# Trouble setting up AOL email in Outlook 2007



## roniibartles (May 23, 2010)

I am trying to set up an AOL email account in Outlook 2007 and I have found several threads and forums that give me specific instructions on the settings. I have tried those settings exactly and when I test the setting for the account I just keep getting it to ask me for the password and I check the remember password options and ok and a few minutes later it asks me again and just keeps on and on and never connects to the account. If I skip the test step and just set up the email accounts it never works. Outlook tries to send and recieve but it never connects to aol to download email. I have deleted the account and started over again and I have changed and tweaked the account and nothing. I have to be missing something. Can anyone help me with this problem? Thank you in advance for your help.


----------



## 1ginman1 (Sep 2, 2009)

I do not know what you have tried but I am going to suggest this:

AOL IMAP setting for MS Outlook 2007
Setting up access to the AOL or AIM Mail servers is simple, and the settings are similar for most e-mail applications:

The basic information that you need to set up using IMAP4 is as follows:
•Your e-mail address is [email protected] or [email protected]
•Be sure to include the @aol.com or @aim.com suffix.
•The incoming mail server address is imap.aol.com for IMAP4, Use SSL: No, Port: 143

•Check the box for leaving messages on the server.
•The outgoing mail (SMTP) server address is smtp.aol.com, port: 587.
•Your user name is your AOL or AIM screen name.
•Your password is your AOL or AIM password.


----------



## roniibartles (May 23, 2010)

Those are the same settings I have already found. I tried again and double checked them and still the same thing. Keeps asking for the password over and over again. Thank you for the help!


----------



## 1ginman1 (Sep 2, 2009)

I appreciate your patience. Doing a little more research I found this on several web sites as a possible solution. So try this.

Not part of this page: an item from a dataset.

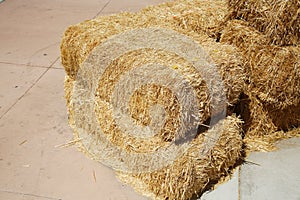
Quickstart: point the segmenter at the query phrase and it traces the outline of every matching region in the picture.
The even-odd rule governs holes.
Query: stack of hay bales
[[[300,2],[229,1],[221,42],[238,47],[248,76],[241,108],[250,150],[299,135]],[[288,132],[286,132],[288,131]]]
[[[207,4],[208,2],[211,4]],[[199,6],[197,5],[201,5],[201,12],[198,12]],[[99,85],[95,94],[93,94],[96,102],[95,110],[92,111],[94,112],[93,116],[97,118],[99,126],[104,130],[104,137],[97,136],[93,132],[85,135],[85,139],[83,139],[77,127],[76,120],[78,119],[75,117],[80,112],[75,109],[72,100],[74,92],[78,92],[76,87],[74,89],[74,85],[77,84],[79,79],[78,73],[90,68],[91,71],[87,72],[87,74],[93,76],[94,67],[92,65],[101,65],[101,63],[97,63],[97,53],[101,51],[97,47],[106,44],[108,40],[113,39],[116,35],[120,36],[124,32],[155,27],[156,29],[175,31],[180,37],[186,37],[187,40],[195,41],[207,53],[207,56],[201,58],[207,63],[205,65],[214,66],[220,74],[228,100],[228,104],[225,107],[238,101],[244,88],[245,75],[242,68],[242,58],[235,47],[216,43],[214,39],[208,36],[214,35],[213,30],[224,19],[220,15],[226,15],[225,10],[221,9],[219,12],[222,14],[220,14],[214,12],[213,7],[224,8],[223,5],[224,1],[178,0],[149,7],[138,13],[120,13],[97,17],[71,26],[66,30],[61,44],[61,59],[67,73],[65,91],[69,122],[74,130],[75,140],[79,141],[81,150],[84,153],[92,159],[102,162],[101,157],[103,155],[101,154],[103,152],[97,152],[96,149],[98,148],[97,144],[101,143],[103,138],[106,138],[127,154],[145,153],[147,151],[155,152],[157,149],[163,148],[175,140],[175,131],[180,126],[179,122],[181,120],[178,113],[182,111],[182,105],[176,99],[176,95],[172,94],[172,91],[165,86],[155,83],[143,85],[141,88],[137,88],[130,100],[128,100],[128,112],[130,112],[133,121],[140,126],[151,125],[151,111],[149,111],[151,105],[160,104],[164,107],[165,115],[167,116],[163,124],[164,129],[157,131],[149,140],[145,141],[143,138],[140,140],[132,135],[126,135],[114,119],[112,114],[112,106],[114,104],[112,100],[113,89],[117,87],[116,85],[120,85],[118,81],[123,80],[123,74],[140,66],[147,64],[163,65],[169,70],[174,70],[177,74],[182,75],[185,79],[185,82],[182,82],[182,84],[188,83],[195,91],[197,106],[201,113],[199,124],[204,124],[206,121],[217,117],[214,115],[223,112],[222,109],[211,108],[213,103],[211,102],[208,83],[204,81],[205,74],[201,74],[196,70],[193,61],[181,57],[176,54],[176,51],[169,51],[168,49],[170,48],[130,50],[129,47],[128,52],[113,58],[108,63],[108,67],[105,70],[103,69],[104,72],[99,79]],[[186,11],[188,10],[197,13],[195,16],[197,18],[187,19],[189,14]],[[210,16],[209,20],[206,20],[207,16]],[[197,33],[193,31],[195,26],[198,27]],[[158,36],[157,40],[160,39]],[[110,51],[118,51],[118,49],[107,49],[107,51],[109,54],[111,53]],[[148,71],[146,75],[152,77],[156,76],[157,73]],[[166,80],[172,81],[168,77],[166,77]],[[126,91],[127,88],[124,86],[123,90]],[[216,112],[212,110],[216,110]],[[82,119],[84,120],[88,117],[82,116]],[[126,123],[129,123],[129,121],[125,121],[124,126],[126,126]],[[86,125],[88,127],[94,126],[93,124]],[[176,158],[173,163],[150,172],[121,170],[118,172],[118,176],[122,181],[132,185],[137,191],[153,199],[190,199],[193,195],[204,191],[210,181],[216,181],[221,176],[228,174],[230,168],[240,158],[242,149],[240,127],[241,121],[237,117],[228,116],[225,119],[216,121],[216,125],[210,127],[211,129],[198,132],[199,135],[195,135],[187,151],[181,157]],[[203,148],[206,148],[207,138],[210,134],[218,135],[217,138],[212,139],[215,145],[211,148],[207,147],[207,150],[203,150]],[[207,153],[202,155],[202,151],[207,151]],[[113,159],[113,156],[109,157],[109,159]],[[124,162],[126,162],[126,159],[126,157],[123,158]]]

Try logging into AOL's webmail interface and sending an email through there.
Sometimes that clears up any glitches.

http://webmail.aol.com


----------



## roniibartles (May 23, 2010)

I fixed it. Thank you so much for all your help! I racked my brain for days trying to get this thing to work. I was setting this up for a new client of mine and come to find out she had given me the wrong password.


----------